The Geoid is the equipotential surface of the Earth's gravity field which best fits, in a least squares sense, global mean sea level. The Geoid is a representation of the surface of the earth that it would assume if the sea covered the Earth.
The Geoid is often described as the true physical figure of the Earth, in contrast to the idealized geometrical figure of a reference ellipsoid. It is that equipotential surface which would coincide exactly with the mean ocean surface of the Earth, if the oceans were in equilibrium, at rest (relative to the rotating Earth), and extended through the continents (such as with very narrow canals). According to C.F. Gauss, who first described it, it is the "mathematical figure of the Earth", a smooth but highly irregular surface that corresponds not to the actual surface of the Earth's crust, but to a surface which can only be known through extensive gravitational measurements and calculations.
The Geoid surface is irregular, unlike the reference ellipsoid which is a mathematical idealized representation of the physical Earth, but considerably smoother than Earth's physical surface.

Geoid undulations.
The deviation between the Geoid and the reference ellipsoid is called the Geoid undulation. The biggest presently known undulations are the minimum in the Indian Ocean with N = 100 meters and the maximum in the northern part of the Atlantic Ocean with N = +70 meters.

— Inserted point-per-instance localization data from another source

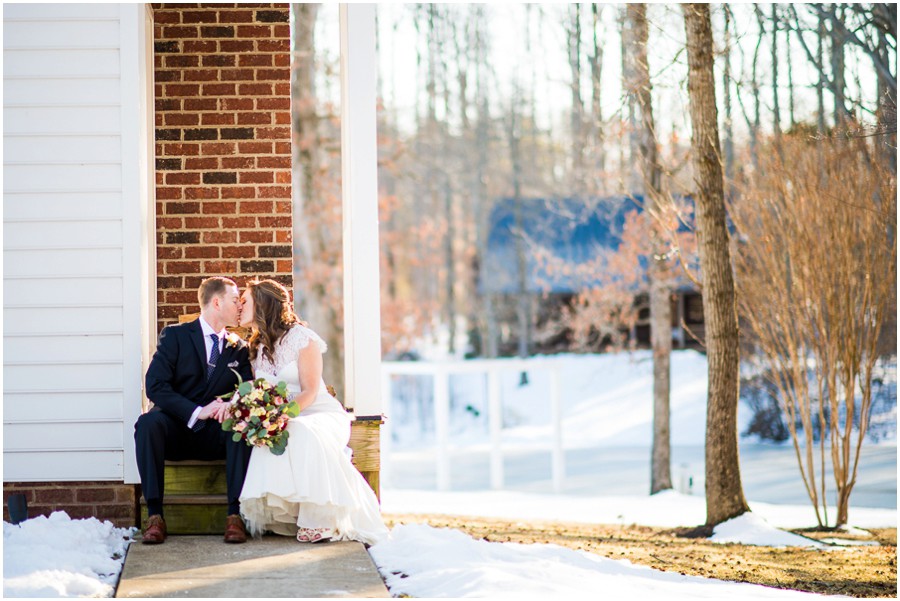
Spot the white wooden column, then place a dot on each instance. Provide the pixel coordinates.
(359, 151)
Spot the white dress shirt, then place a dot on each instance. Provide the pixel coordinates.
(207, 341)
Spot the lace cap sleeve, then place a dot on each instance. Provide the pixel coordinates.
(301, 336)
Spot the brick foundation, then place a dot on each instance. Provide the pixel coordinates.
(111, 501)
(223, 148)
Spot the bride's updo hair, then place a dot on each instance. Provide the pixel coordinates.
(273, 316)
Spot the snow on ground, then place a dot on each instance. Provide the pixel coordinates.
(61, 557)
(422, 561)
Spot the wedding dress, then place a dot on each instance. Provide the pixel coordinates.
(313, 484)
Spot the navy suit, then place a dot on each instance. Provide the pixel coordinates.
(177, 384)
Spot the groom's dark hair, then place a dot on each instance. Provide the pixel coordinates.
(210, 287)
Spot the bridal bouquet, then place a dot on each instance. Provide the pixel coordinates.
(259, 414)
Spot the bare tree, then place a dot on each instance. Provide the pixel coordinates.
(660, 292)
(316, 224)
(724, 493)
(816, 268)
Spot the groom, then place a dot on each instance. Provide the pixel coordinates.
(191, 367)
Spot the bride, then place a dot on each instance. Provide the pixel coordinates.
(312, 490)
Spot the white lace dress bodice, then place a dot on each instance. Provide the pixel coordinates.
(313, 484)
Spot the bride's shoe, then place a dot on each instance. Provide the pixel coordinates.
(314, 535)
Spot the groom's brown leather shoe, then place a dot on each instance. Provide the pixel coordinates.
(234, 530)
(155, 533)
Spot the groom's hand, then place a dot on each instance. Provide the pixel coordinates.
(214, 410)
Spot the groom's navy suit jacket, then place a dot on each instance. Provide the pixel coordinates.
(176, 379)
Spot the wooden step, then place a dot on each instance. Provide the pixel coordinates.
(195, 478)
(193, 514)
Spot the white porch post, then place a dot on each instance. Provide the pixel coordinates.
(362, 306)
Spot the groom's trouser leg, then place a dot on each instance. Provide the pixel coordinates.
(152, 433)
(237, 458)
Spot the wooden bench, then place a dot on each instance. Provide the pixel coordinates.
(196, 502)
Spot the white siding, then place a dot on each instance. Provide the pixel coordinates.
(77, 211)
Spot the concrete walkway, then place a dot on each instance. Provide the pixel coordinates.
(274, 566)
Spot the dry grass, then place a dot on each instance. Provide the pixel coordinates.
(857, 571)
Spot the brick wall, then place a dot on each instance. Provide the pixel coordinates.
(111, 501)
(223, 147)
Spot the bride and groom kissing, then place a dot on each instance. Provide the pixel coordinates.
(312, 491)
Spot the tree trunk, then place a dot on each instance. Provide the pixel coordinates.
(660, 307)
(724, 493)
(729, 123)
(313, 234)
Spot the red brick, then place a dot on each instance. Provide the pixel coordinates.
(219, 208)
(217, 148)
(274, 192)
(200, 16)
(201, 193)
(165, 253)
(236, 75)
(219, 238)
(275, 222)
(201, 104)
(174, 89)
(202, 163)
(236, 16)
(255, 236)
(180, 61)
(238, 192)
(183, 267)
(273, 74)
(274, 162)
(181, 178)
(252, 207)
(273, 133)
(182, 150)
(254, 118)
(201, 252)
(179, 32)
(238, 162)
(219, 266)
(238, 252)
(196, 223)
(255, 147)
(236, 104)
(254, 31)
(234, 223)
(255, 89)
(182, 208)
(166, 17)
(201, 75)
(95, 495)
(274, 45)
(166, 223)
(199, 46)
(218, 89)
(255, 60)
(256, 177)
(236, 45)
(269, 104)
(169, 193)
(54, 496)
(217, 119)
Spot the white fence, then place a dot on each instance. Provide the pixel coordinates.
(492, 368)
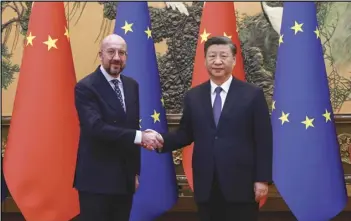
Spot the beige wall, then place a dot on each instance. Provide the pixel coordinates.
(83, 36)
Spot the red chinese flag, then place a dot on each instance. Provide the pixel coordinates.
(223, 24)
(40, 158)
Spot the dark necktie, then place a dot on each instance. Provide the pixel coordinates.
(118, 92)
(217, 105)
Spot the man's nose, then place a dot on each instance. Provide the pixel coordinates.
(116, 56)
(218, 60)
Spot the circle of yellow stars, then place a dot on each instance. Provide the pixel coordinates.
(308, 121)
(297, 27)
(128, 27)
(284, 117)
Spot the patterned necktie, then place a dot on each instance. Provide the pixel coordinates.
(118, 92)
(217, 105)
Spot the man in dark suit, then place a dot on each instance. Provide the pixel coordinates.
(228, 121)
(108, 161)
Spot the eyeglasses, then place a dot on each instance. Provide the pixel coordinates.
(222, 57)
(112, 52)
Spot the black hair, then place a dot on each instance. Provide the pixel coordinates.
(220, 40)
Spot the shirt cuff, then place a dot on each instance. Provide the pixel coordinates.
(138, 137)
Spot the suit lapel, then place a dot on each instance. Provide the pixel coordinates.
(233, 99)
(128, 92)
(207, 104)
(106, 91)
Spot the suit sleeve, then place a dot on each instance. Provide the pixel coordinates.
(183, 136)
(137, 157)
(263, 139)
(92, 122)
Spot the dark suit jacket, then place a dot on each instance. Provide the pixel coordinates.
(108, 159)
(239, 148)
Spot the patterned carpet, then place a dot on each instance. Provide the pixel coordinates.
(264, 216)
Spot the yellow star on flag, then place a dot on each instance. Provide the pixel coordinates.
(284, 117)
(308, 122)
(228, 36)
(281, 39)
(297, 27)
(51, 43)
(66, 33)
(148, 32)
(316, 32)
(156, 116)
(127, 27)
(204, 36)
(327, 116)
(273, 105)
(30, 38)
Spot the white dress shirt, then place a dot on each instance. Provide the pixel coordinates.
(225, 88)
(109, 78)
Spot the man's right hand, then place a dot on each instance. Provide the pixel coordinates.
(151, 140)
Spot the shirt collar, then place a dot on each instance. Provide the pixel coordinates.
(225, 86)
(108, 77)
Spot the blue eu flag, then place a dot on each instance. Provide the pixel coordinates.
(4, 190)
(157, 192)
(307, 168)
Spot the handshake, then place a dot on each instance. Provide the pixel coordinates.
(151, 140)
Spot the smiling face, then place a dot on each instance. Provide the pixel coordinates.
(113, 54)
(220, 61)
(219, 58)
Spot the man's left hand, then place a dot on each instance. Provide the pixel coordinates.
(261, 190)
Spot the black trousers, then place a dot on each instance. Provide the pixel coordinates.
(103, 207)
(218, 209)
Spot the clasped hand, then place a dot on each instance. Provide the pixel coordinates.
(151, 140)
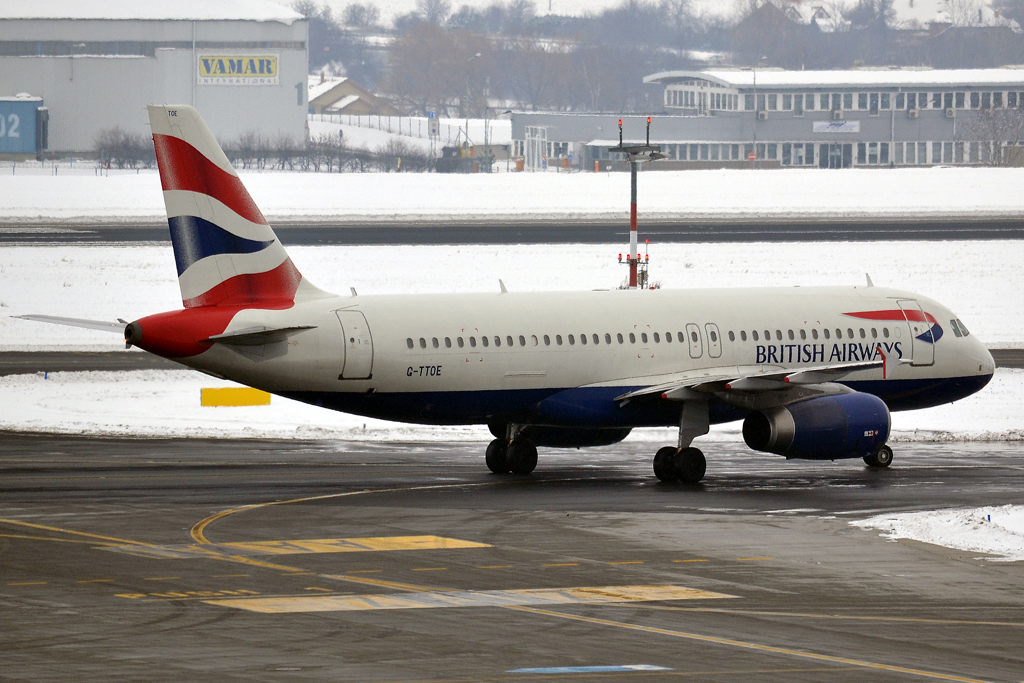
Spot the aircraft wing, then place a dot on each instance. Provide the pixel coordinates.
(750, 380)
(118, 327)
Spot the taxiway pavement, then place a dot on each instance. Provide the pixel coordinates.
(176, 559)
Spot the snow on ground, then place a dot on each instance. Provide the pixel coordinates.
(689, 196)
(166, 402)
(980, 281)
(994, 530)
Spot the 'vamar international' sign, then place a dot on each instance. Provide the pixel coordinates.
(238, 70)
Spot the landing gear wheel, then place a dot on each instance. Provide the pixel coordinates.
(690, 465)
(664, 465)
(881, 458)
(521, 457)
(497, 459)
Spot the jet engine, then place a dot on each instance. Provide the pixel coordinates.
(565, 437)
(850, 425)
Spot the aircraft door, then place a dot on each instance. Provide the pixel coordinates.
(714, 341)
(358, 346)
(922, 339)
(693, 338)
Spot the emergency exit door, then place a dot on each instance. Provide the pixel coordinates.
(358, 361)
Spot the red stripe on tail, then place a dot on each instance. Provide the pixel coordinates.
(184, 167)
(273, 289)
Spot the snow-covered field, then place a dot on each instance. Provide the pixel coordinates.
(993, 530)
(980, 281)
(706, 196)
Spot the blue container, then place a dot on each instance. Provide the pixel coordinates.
(17, 124)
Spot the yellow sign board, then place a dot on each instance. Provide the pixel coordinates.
(238, 69)
(232, 396)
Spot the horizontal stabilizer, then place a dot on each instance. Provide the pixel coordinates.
(258, 336)
(118, 328)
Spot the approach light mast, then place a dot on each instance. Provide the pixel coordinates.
(636, 155)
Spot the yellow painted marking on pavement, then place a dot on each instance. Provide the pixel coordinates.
(851, 617)
(232, 396)
(439, 599)
(199, 530)
(353, 545)
(744, 644)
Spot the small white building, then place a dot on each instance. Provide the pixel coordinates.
(96, 63)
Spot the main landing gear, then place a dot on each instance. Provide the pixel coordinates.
(512, 454)
(881, 458)
(683, 462)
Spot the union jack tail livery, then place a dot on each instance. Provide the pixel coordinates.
(225, 252)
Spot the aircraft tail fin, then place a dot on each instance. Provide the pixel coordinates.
(225, 252)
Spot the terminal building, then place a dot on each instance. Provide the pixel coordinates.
(95, 65)
(823, 119)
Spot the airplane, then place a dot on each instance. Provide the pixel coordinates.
(812, 372)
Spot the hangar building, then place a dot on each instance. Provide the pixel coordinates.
(823, 119)
(96, 63)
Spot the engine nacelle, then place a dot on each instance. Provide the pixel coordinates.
(566, 437)
(850, 425)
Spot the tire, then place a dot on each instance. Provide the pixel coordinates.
(690, 465)
(497, 458)
(664, 466)
(881, 458)
(521, 457)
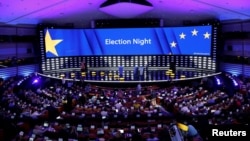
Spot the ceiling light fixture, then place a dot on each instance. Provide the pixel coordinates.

Undulation of the geoid is the mathematical process of determining the height in meters above the geoid (relative to the mean sea level) from the height provided by the GPS system which uses the (WGS84) ellipsoid as reference.
The process of the undulation it is not standardised, as different countries use different mean sea levels as reference but mostly refers to the EGM96 geoid. Calculating the undulation factor is mathematically challenging. This is why many handheld GPS receivers have built in undulation lookup tables to determine the height above sea level.